Arthur Harper, in company with Al. Mayo, made the earliest exploration of the Tanana River, ascending that stream in the summer of 1878 to about the present site of Fairbanks; and in a letter to E. W. Nelson, of the United States Biological Survey, then on the Alaskan coast, Harper wrote the following winter of the “great ice mountain to the south” as one of the most wonderful sights of the trip.[6] It is pleasant to think that a son of his, yet unborn, was to be the first to set foot on its top; pleasantly also the office of setting his name upon the lofty glacier, the gleam from which caught his eye and roused his wonder thirty years ago, falls upon one who has been glad and proud to take, in some measure, his place.
Descent
Then began the difficulty and the danger, the toil and the anxiety, of the descent of the ridge. Karstens led, then followed Tatum, then the writer, and then Walter. The unbroken surface of the ridge above the cleavage is sensationally steep, and during our absence nearly two feet of new snow had fallen upon it. The steps that had been shovelled as we ascended were entirely obliterated and it was necessary to shovel new ones; it was the very heat of the day, and by the canons of climbing we should have camped at the Pass and descended in the early morning. But all were eager to get down, and we ventured it. Now that our task was accomplished, our minds reverted to the boy at the base camp long anxiously expecting us, and we thought of him and spoke of him continually and speculated how he had fared. One feels upon reflection that we took more risk in descending that ridge than we took at any time in the ascent. But Karstens was most cautious and careful, and in the long and intensive apprenticeship of this expedition had become most expert. I sometimes wondered whether Swiss guides would have much to teach either him or Walter in snow-craft; their chief instruction would probably be along the line of taking more chances, wisely. If the writer had to ascend this mountain again he would intrust himself to Karstens and Walter rather than to any Swiss guides he has known, for ice and snow in Alaska are not quite the same as ice and snow in the Alps or the Canadian Rockies.

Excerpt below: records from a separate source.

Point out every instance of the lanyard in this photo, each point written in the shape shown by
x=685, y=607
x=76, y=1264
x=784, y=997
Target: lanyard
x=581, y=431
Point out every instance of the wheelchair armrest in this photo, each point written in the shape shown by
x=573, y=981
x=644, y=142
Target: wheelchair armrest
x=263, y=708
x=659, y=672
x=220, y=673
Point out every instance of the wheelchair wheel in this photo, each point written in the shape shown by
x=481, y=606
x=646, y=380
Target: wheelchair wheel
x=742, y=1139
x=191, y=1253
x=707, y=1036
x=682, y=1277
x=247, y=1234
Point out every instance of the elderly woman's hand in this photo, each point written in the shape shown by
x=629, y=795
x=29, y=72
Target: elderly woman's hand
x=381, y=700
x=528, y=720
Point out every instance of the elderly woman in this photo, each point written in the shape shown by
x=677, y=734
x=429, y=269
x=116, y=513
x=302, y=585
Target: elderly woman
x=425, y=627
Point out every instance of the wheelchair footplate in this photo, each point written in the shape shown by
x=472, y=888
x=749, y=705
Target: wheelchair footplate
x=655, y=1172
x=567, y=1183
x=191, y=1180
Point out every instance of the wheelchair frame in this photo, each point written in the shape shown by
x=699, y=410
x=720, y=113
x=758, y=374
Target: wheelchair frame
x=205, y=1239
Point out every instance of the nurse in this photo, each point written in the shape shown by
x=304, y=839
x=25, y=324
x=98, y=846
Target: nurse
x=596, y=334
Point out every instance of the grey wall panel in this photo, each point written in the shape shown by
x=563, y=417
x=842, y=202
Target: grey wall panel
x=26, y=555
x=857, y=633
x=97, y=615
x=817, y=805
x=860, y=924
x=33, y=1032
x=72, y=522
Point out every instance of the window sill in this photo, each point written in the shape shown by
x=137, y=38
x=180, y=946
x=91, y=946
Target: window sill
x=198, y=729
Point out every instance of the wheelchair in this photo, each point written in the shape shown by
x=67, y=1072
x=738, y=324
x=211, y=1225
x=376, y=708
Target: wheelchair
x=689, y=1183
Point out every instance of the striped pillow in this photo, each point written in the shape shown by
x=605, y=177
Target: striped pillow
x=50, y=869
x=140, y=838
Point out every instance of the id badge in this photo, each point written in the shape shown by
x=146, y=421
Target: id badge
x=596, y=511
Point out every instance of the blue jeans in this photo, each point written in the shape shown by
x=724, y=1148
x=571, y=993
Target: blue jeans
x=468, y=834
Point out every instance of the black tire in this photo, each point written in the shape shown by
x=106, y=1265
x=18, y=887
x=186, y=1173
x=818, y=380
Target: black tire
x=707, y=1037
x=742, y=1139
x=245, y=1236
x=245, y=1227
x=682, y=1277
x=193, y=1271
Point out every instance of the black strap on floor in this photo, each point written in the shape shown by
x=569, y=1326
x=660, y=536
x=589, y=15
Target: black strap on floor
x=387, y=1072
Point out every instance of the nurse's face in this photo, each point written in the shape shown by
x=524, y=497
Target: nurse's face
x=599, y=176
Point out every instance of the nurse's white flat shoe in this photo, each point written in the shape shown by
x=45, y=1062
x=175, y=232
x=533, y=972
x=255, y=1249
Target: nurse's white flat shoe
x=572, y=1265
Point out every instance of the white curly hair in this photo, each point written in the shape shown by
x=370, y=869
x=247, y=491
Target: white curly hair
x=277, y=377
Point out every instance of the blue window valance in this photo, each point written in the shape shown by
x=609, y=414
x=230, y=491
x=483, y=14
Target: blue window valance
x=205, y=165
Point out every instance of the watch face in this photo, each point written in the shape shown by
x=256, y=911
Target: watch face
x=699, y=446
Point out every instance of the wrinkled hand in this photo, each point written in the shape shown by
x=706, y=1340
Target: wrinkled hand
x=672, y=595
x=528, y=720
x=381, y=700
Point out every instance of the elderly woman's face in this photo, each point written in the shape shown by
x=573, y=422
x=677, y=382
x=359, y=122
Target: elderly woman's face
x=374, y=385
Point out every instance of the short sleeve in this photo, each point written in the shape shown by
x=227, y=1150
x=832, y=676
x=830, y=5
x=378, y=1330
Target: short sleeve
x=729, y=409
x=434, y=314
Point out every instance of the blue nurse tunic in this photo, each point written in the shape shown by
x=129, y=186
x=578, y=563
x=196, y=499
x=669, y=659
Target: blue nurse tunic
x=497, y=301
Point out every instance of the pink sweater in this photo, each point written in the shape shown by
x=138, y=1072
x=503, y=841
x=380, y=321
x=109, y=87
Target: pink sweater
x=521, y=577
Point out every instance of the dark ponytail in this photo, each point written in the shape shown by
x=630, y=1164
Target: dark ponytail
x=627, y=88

Beginning the descent of the ridge; looking down 4,000 feet upon the Muldrow Glacier.
The loose snow was shovelled away and the steps dug in the hard snow beneath, and the creepers upon our feet gave good grip in it. Thus, slowly, step by step, we descended the ridge and in an hour and a half had reached the cleavage, the most critical place in the whole descent. With the least possible motion of the feet, setting them exactly in the shovelled steps, we crept like cats across this slope, thrusting the points of our axes into the holes that had been made in the ice-wall above, moving all together, the rope always taut, no one speaking a word. When once Karstens was anchored on the further ice he stood and gathered up the rope as first one and then another passed safely to him and anchored himself beside him, until at last we were all across. Then, stooping to pass the overhanging ice-cliff that here also disputed the pack upon one’s back, we went down to the long, long stretch of jagged pinnacles and bergs, and our intricate staircase in the masonry of them. Shovelling was necessary all the way down, but the steps were there, needing only to be uncovered. Passing our ridge camp, passing the danger of the great gable, down the rocks by which we reached the ridge and down the slopes to the glacier floor we went, reaching our old camp at 9.30 P. M., six and a quarter hours from the Parker Pass, twelve hours from the eighteen-thousand-foot camp in the Grand Basin, our hearts full of thankfulness that the terrible ridge was behind us. Until we reached the glacier floor the weather had been clear; almost immediately thereafter the old familiar cloud smother began to pour down from above and we saw the heights no more.